Introduction and description

Bilberry is any of several species of low-growing shrubs in the genus Vaccinium (family Ericaceae), bearing edible berries. The species most often referred to is Vaccinium myrtillus L., but there are several other closely related species. Bilberries are distinct from blueberries but closely related to them.

Bilberry (especially Vaccinium myrtillus) is also known in English by other names including blaeberry , whortleberry, whinberry, winberry, windberry, wimberry, myrtle blueberry and fraughan.

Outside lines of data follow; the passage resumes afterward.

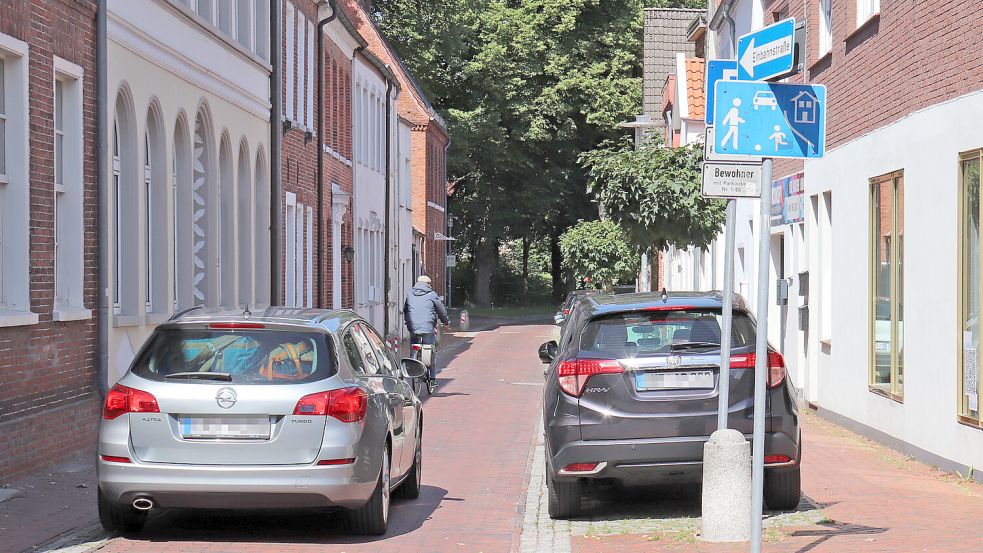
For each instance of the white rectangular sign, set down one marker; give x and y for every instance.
(731, 180)
(710, 154)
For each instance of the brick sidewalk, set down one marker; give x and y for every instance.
(873, 500)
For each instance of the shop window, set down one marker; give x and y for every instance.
(887, 285)
(969, 284)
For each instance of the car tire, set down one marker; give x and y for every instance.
(783, 488)
(373, 518)
(564, 497)
(117, 517)
(410, 488)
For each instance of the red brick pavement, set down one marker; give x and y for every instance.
(479, 430)
(876, 500)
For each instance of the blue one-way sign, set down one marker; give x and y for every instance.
(718, 70)
(770, 119)
(768, 52)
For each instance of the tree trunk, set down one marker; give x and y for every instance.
(525, 271)
(556, 269)
(483, 267)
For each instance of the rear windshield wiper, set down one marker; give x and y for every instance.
(224, 377)
(693, 345)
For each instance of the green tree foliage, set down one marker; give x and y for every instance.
(599, 252)
(527, 86)
(654, 193)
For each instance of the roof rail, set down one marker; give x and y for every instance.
(183, 312)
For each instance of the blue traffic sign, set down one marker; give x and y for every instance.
(756, 118)
(718, 70)
(767, 53)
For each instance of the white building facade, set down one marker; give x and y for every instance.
(189, 152)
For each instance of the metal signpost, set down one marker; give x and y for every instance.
(752, 120)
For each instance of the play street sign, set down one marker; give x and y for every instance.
(717, 70)
(710, 153)
(770, 119)
(768, 52)
(731, 180)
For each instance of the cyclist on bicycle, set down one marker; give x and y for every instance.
(421, 311)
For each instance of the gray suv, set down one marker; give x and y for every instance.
(285, 408)
(631, 396)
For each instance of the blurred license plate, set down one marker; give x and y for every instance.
(232, 428)
(674, 380)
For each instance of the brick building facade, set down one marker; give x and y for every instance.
(47, 299)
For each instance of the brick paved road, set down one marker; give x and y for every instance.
(479, 430)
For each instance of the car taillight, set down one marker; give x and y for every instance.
(776, 366)
(344, 404)
(574, 374)
(121, 400)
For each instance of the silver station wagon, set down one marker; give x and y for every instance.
(286, 408)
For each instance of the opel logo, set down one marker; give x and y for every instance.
(226, 398)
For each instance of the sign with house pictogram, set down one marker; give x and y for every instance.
(757, 118)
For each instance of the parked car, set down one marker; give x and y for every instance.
(287, 408)
(568, 303)
(631, 396)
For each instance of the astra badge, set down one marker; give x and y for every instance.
(226, 398)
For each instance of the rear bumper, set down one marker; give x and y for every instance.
(652, 459)
(197, 486)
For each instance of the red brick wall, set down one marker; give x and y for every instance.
(51, 365)
(913, 56)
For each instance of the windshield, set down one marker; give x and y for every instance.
(651, 332)
(240, 357)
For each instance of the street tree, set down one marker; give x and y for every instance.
(598, 253)
(653, 192)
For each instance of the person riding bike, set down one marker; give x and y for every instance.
(421, 312)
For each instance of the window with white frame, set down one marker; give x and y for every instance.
(867, 9)
(825, 26)
(68, 189)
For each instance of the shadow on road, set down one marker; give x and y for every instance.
(285, 526)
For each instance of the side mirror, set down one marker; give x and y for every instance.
(413, 368)
(548, 351)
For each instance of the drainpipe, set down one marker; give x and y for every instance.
(102, 185)
(319, 117)
(388, 254)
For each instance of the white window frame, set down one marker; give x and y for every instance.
(291, 40)
(866, 10)
(69, 225)
(825, 27)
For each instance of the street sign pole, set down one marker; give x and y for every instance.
(761, 359)
(723, 401)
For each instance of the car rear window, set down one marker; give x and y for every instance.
(647, 332)
(246, 356)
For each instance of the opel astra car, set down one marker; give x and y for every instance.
(287, 408)
(631, 396)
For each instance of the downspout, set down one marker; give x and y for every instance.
(319, 108)
(102, 185)
(386, 257)
(276, 120)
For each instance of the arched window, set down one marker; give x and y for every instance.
(183, 215)
(262, 230)
(245, 233)
(227, 223)
(202, 258)
(156, 222)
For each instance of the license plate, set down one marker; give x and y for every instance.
(231, 428)
(674, 380)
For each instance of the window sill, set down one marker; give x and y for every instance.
(17, 318)
(887, 395)
(121, 321)
(67, 313)
(876, 16)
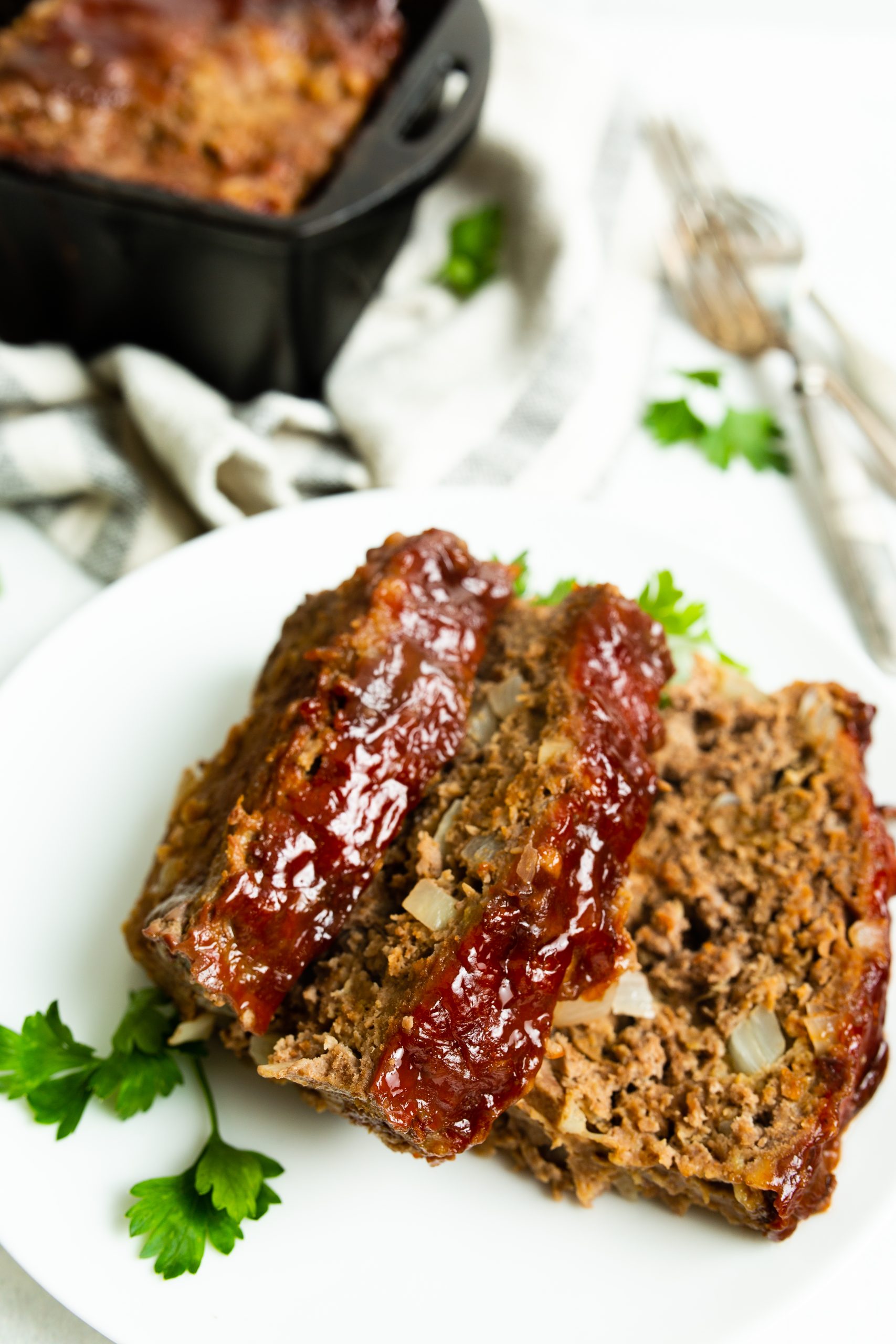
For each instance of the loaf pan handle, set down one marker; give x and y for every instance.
(385, 162)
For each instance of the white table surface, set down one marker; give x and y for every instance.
(800, 97)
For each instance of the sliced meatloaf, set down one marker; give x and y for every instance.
(270, 843)
(760, 916)
(430, 1015)
(239, 101)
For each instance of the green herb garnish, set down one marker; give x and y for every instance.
(708, 377)
(475, 245)
(755, 436)
(206, 1203)
(561, 589)
(58, 1074)
(684, 623)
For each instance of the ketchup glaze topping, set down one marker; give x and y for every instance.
(475, 1037)
(388, 710)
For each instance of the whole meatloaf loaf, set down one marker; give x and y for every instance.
(241, 101)
(760, 915)
(270, 843)
(431, 1012)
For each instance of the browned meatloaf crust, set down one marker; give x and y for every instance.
(760, 889)
(241, 101)
(426, 1028)
(270, 843)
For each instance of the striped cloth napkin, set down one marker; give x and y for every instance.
(534, 381)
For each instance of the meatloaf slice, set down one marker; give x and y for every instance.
(270, 843)
(760, 913)
(431, 1014)
(241, 101)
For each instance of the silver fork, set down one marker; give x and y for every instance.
(705, 265)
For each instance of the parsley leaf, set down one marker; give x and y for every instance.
(522, 566)
(684, 623)
(147, 1023)
(62, 1101)
(58, 1076)
(708, 377)
(136, 1079)
(673, 423)
(755, 436)
(473, 253)
(176, 1222)
(206, 1203)
(42, 1049)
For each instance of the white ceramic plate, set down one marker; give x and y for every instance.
(94, 730)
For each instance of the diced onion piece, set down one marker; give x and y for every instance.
(262, 1047)
(481, 850)
(553, 749)
(823, 1031)
(504, 695)
(870, 936)
(630, 998)
(633, 998)
(446, 823)
(818, 717)
(579, 1012)
(757, 1042)
(194, 1028)
(481, 725)
(431, 905)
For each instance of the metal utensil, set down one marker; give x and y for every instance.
(708, 276)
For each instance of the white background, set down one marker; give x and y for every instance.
(800, 97)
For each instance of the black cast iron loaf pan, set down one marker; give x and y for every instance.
(246, 301)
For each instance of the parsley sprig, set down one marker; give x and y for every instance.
(475, 248)
(684, 623)
(58, 1074)
(755, 435)
(181, 1214)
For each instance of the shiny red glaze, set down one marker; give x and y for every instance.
(480, 1023)
(388, 717)
(858, 1064)
(136, 46)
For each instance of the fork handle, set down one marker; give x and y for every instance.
(852, 518)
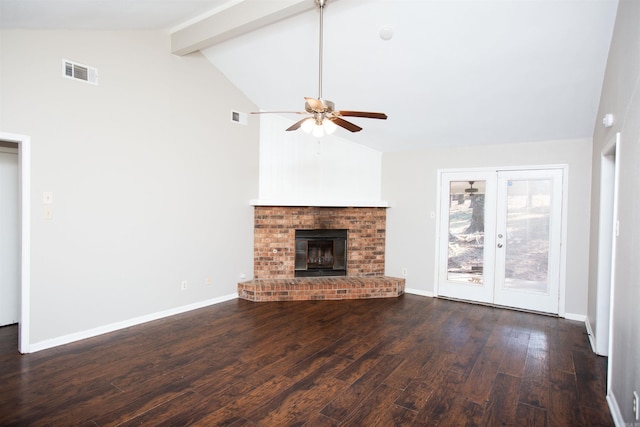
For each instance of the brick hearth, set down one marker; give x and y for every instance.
(274, 255)
(321, 288)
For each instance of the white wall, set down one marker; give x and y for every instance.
(621, 97)
(410, 186)
(297, 167)
(150, 178)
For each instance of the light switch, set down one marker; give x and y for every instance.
(47, 213)
(47, 198)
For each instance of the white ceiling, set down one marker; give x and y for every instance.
(454, 73)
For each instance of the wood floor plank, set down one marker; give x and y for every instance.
(375, 408)
(340, 408)
(503, 401)
(401, 361)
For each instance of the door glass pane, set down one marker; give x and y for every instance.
(527, 237)
(466, 232)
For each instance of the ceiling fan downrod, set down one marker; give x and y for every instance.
(321, 4)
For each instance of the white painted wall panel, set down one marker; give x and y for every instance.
(295, 166)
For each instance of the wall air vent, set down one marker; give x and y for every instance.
(238, 117)
(76, 71)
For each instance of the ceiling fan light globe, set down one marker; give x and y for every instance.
(329, 127)
(307, 125)
(318, 131)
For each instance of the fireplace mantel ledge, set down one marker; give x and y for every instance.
(322, 203)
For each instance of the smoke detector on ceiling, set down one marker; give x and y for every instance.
(77, 71)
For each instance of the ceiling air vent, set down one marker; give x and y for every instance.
(76, 71)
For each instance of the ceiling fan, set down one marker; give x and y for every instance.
(324, 118)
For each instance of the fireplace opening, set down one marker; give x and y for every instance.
(321, 253)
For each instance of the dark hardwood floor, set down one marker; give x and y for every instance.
(383, 362)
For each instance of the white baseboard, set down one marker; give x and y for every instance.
(618, 420)
(77, 336)
(576, 317)
(418, 292)
(590, 334)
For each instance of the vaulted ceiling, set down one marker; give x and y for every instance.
(453, 73)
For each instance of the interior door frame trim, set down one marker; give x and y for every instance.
(24, 164)
(563, 232)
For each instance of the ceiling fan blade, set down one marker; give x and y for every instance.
(315, 104)
(366, 114)
(278, 112)
(297, 124)
(345, 124)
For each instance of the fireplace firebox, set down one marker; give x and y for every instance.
(321, 252)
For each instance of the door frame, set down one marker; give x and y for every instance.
(563, 233)
(24, 165)
(607, 237)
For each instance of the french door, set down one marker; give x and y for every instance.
(500, 237)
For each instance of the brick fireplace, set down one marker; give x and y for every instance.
(275, 252)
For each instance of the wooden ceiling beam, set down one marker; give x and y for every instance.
(240, 17)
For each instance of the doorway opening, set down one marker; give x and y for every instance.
(500, 237)
(23, 144)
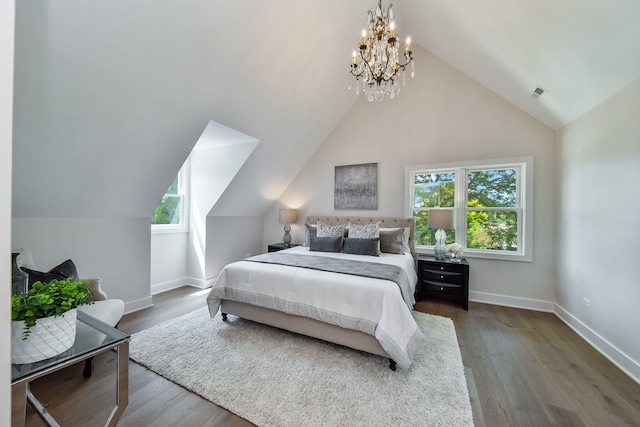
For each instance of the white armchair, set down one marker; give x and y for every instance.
(107, 310)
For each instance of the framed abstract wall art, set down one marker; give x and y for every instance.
(356, 186)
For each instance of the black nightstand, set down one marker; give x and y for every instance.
(443, 279)
(275, 247)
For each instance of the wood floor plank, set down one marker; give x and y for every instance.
(523, 368)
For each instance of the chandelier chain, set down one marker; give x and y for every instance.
(377, 65)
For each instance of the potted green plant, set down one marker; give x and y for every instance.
(44, 319)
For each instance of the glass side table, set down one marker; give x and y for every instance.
(99, 339)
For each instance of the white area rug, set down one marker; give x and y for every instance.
(276, 378)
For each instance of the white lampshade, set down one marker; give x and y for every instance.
(440, 219)
(288, 216)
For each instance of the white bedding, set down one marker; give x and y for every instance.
(373, 306)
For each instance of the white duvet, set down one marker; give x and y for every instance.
(373, 306)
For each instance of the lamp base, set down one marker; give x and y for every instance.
(440, 248)
(440, 251)
(287, 236)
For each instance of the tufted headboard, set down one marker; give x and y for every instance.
(385, 222)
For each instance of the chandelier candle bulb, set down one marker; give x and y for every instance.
(377, 62)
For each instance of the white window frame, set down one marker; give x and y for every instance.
(524, 204)
(183, 192)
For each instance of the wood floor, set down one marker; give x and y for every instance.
(523, 368)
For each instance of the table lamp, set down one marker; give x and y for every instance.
(440, 219)
(287, 216)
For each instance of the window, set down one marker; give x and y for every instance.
(491, 201)
(171, 213)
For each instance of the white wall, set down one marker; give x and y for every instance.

In several other European languages its name translates as "blueberry", and this may cause confusion with the related plants more usually known as "blueberry" in English, which are in the separate section Cyanococcus of the Vaccinium genus. In Europe including the British Isles the bilberry grows natively in the wild on acidic soils (whereas the blueberry is native to North America). It is very plentiful in the Peak district and Scotland.

Distribution and description

V. myrtillus grows abundantly in our heathy and mountainous districts, a small branched shrub, with wiry angular branches, rarely over a foot high, bearing globular wax-like flowers and black berries, which are covered when quite ripe with a delicate grey bloom, hence its name in Scotland, 'Blea-berry,' from an old North Countryword, 'blae,' meaning livid or bluish. The name Bilberry (by some old writers 'Bulberry') is derived from the Danish 'bollebar,' meaning dark berry. There is a variety with white fruits.

The leathery leaves (in form somewhat like those of the myrtle, hence its specific name) are at first rosy, then yellowish-green, and in autumn turn red and are very ornamental..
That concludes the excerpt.